Using AI to search your own docs

RAG is useful when the answer already exists inside the company, but people waste time finding it. The source might be a support article, a Notion page, a ticket, a README, a policy document, or an old product spec.

The system searches those sources first, then gives the relevant text to the model. The model uses that context to write an answer, ideally with links back to the original documents. The citation matters because the person reading the answer needs a way to verify it.

Company-specific answers

A general model can write something that sounds like a refund policy, onboarding answer, or compliance explanation. That does not mean it knows your actual policy. For support, finance, operations, and product work, a plausible answer is often worse than no answer.

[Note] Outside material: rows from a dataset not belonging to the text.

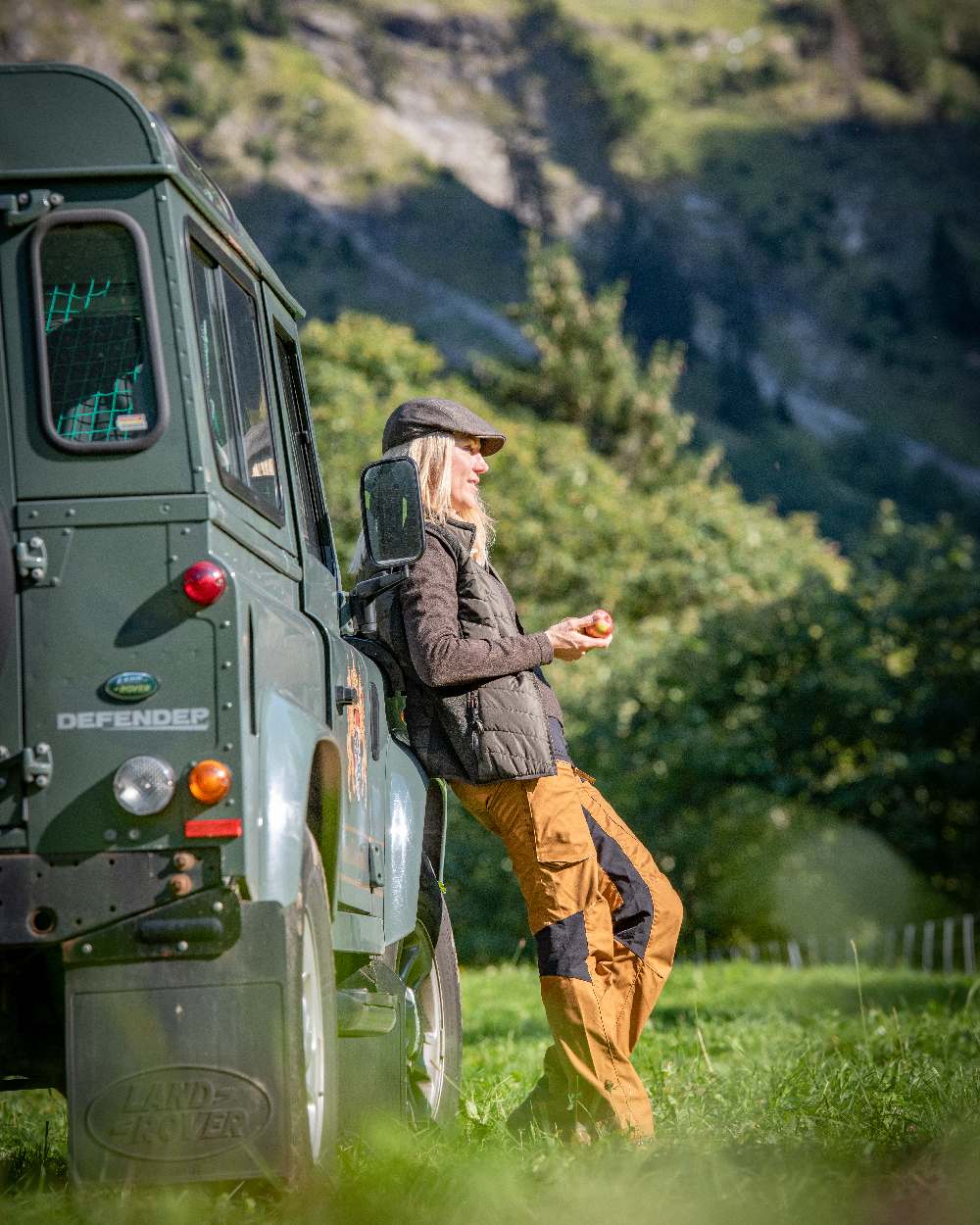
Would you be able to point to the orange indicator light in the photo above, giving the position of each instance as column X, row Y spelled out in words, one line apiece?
column 210, row 782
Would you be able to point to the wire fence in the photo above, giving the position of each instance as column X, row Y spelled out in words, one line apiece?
column 946, row 946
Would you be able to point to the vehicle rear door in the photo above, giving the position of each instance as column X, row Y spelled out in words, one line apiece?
column 352, row 681
column 13, row 834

A RAG system should narrow the model’s job. It should retrieve the right context, pass that context to the model, and make the source visible. If the system cannot find a relevant source, it should say so instead of filling the gap with a guess.

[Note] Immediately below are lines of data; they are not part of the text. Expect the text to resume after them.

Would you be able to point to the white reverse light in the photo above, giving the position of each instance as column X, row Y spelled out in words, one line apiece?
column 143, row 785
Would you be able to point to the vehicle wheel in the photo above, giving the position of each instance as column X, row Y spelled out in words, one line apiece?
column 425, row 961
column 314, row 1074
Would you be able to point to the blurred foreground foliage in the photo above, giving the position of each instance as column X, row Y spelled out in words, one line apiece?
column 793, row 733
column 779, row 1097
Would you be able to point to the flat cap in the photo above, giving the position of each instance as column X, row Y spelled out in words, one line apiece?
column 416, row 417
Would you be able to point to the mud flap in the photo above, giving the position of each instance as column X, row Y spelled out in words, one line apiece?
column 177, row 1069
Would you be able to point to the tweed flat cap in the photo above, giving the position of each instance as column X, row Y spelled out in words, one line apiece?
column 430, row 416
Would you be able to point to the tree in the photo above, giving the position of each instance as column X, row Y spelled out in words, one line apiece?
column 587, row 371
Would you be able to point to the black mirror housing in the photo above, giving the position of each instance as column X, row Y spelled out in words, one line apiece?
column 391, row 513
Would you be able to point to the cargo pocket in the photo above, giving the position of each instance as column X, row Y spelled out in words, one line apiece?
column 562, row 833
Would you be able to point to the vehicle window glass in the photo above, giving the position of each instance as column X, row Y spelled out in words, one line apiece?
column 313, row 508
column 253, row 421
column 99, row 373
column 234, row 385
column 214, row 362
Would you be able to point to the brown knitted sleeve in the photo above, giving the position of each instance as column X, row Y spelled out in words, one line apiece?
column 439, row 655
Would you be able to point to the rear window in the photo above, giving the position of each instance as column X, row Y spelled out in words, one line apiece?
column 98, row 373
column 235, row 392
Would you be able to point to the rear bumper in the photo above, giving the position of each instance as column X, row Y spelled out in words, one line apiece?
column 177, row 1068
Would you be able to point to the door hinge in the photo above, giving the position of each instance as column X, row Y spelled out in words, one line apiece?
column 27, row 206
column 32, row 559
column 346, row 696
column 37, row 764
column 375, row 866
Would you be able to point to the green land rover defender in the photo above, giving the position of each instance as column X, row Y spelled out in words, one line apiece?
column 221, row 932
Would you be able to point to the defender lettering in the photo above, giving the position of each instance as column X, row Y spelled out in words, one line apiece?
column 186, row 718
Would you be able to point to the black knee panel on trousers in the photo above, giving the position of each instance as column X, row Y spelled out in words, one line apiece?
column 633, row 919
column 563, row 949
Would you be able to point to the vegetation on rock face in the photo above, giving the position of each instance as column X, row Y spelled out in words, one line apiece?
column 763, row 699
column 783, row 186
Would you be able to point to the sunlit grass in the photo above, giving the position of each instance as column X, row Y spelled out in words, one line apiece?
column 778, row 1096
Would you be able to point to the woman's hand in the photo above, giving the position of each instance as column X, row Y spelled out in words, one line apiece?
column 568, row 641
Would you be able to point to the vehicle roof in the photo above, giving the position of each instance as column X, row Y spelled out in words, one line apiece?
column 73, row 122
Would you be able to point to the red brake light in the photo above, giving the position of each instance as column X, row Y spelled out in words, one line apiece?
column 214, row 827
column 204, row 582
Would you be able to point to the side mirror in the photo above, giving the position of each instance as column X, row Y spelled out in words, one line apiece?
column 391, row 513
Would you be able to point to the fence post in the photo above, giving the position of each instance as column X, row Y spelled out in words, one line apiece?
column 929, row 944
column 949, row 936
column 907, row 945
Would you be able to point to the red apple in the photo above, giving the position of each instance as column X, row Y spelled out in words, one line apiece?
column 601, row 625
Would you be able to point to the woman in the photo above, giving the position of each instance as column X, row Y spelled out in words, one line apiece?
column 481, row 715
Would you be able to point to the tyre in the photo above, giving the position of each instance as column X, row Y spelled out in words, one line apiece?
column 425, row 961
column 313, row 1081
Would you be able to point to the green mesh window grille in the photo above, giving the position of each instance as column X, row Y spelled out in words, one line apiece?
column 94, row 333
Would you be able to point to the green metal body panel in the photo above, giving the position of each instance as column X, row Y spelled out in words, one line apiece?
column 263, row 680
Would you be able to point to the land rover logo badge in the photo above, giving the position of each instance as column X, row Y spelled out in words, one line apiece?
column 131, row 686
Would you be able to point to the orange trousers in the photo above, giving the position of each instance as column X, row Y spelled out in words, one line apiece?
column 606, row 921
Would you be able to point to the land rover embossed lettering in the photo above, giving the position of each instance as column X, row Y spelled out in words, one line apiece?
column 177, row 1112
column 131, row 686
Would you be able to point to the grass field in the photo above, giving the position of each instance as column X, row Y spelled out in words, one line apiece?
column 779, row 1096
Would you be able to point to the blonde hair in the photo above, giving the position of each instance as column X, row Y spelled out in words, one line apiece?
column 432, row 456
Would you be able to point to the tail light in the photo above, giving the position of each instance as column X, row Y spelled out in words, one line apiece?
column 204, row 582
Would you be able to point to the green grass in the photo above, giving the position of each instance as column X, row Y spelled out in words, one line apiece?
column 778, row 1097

The best first use case is usually a document set that people already trust. Support teams can search product behaviour, new engineers can search setup notes, product managers can search old decisions, and operations teams can search procedures without asking the same person every time.

The system will not repair bad source material. If the documents are outdated, duplicated, or contradictory, the answer will inherit those problems. Someone still needs to own the content and decide which sources count.

Retrieval, permissions, and citations

The model is only one part of the system. The less visible parts usually matter more: document sync, permissions, chunking, ranking, citations, logs, and feedback. Without those pieces, the first demo may look good while the real product stays unreliable.

A good first version should be narrow. Pick one source, one group of users, and a small set of questions. Track the answers it gets wrong before adding more tools or more documents.